Publiziert von mong , 28. Mai 2015 um 03:55.

Region: Welt » Schweiz » Tessin » Bellinzonese
Tour Datum:11 Dezember 2012
Wandern Schwierigkeit: T3 - anspruchsvolles Bergwandern
Wegpunkte:
Geo-Tags: CH-TI   Gruppo Madöm Gross 
Zeitbedarf: 2:30
Aufstieg: 167 m
Abstieg: 167 m
Zufahrt zum Ausgangspunkt:Postauto: Faido Stazione ➙ Lavorgo (umsteigen) ➙ Chironico ➙ Grumo
Zufahrt zum Ankunftspunkt:Postauto: Grumo ➙ Chironico ➙ Lavorgo (umsteigen) ➙ Faido Stazione
Kartennummer:1273 Biasca

Warum macht man eigentlich um die grossen Burgen und Schlösser fast überall ein grosses Theater? Warum lässt man sie mit grossem Aufwand renovieren? Warum versucht man das, was von ihnen noch übrig ist, vor dem endgültigen Zerfall zu retten? Warum überlässt man diese Ruinen nicht einfach dem Schicksal, das der Zeitenlauf für sie vorgesehen hat? Warum lässt man die Reste dieser Bauwerke aus der Vergangenheit nicht einfach verfallen?

Von Pyramiden, Kolosseum, Stonehenge, Parthenon, Petersdom, Kathedralen und anderem komischem Zeugs auf der ganzen Welt ganz zu schweigen.

Ist es Gefühlsduselei? Ist es Romantik? Oder Nostalgie? Oder ist es Altertums- oder Mittelalterfimmel? Hat man zuviel Geld und weiss nicht, wohin damit? Arbeitsbeschaffung für Architekten und Maurer?

Eigentlich sagt man uns ja immer, man solle nach vorwärts schauen, nicht nach hinten.

Aber eben - das ist ja meistens so: Grosse Töne spucken, aber wenn es drauf ankommt: einpacken, klein beigeben und in der Folge alte Burgen und Schlösser und anderes komisches Zeugs go renovieren. 

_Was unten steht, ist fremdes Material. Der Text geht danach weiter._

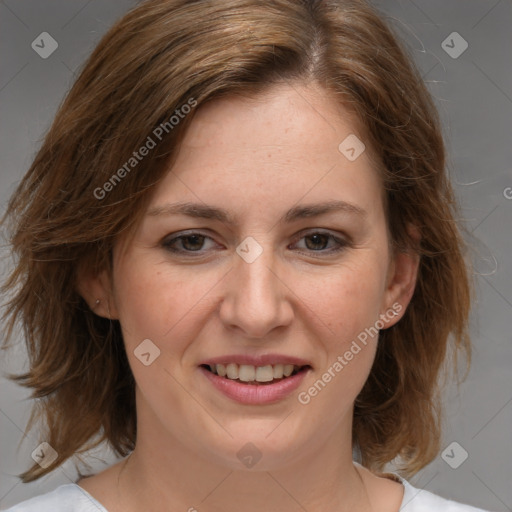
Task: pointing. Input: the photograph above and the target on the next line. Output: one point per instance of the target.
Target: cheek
(348, 299)
(157, 302)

Ich glaube, das ist so: Wir können uns einfach nicht damit abfinden, dass die Vergangenheit vergangen ist. Wir können uns einfach nicht damit abfinden, dass immer alles in Bewegung ist und dass nichts mehr so sein wird, wie es früher einmal war. Immer wird alles neu. Alles vergeht. Kaum ist etwas da....und schon ist es wieder vorbei. Scheisse !!!

So gesehen kann ich die Bewahrer des Alten und des Bewährten verstehen. Ich klammere mich oft ebenfalls an jeden Strohhalm, nur um mich für eine kurze Zeit lang an die Illusion zu klammern, dass irgendetwas auf dieser Welt bleibt und bleiben wird und bestehen bleiben wird. Und dass nicht Alles und Jedes jeden Tag und sogar jeden Augenblick einfach so den Bach runter geht und auf Nimmerwiedersehen bis in alle Ewigkeit verschwunden ist und verschwunden bleibt.

Aber okay, nur zum Sagen, eigentlich stören sie mich ja überhaupt nicht, die renovierten Burgen und Schlösser überall auf der Welt. Von mir aus können die Architekten dieser Welt sämtliche Burgen und Schlösser auf der ganzen Welt renovieren. 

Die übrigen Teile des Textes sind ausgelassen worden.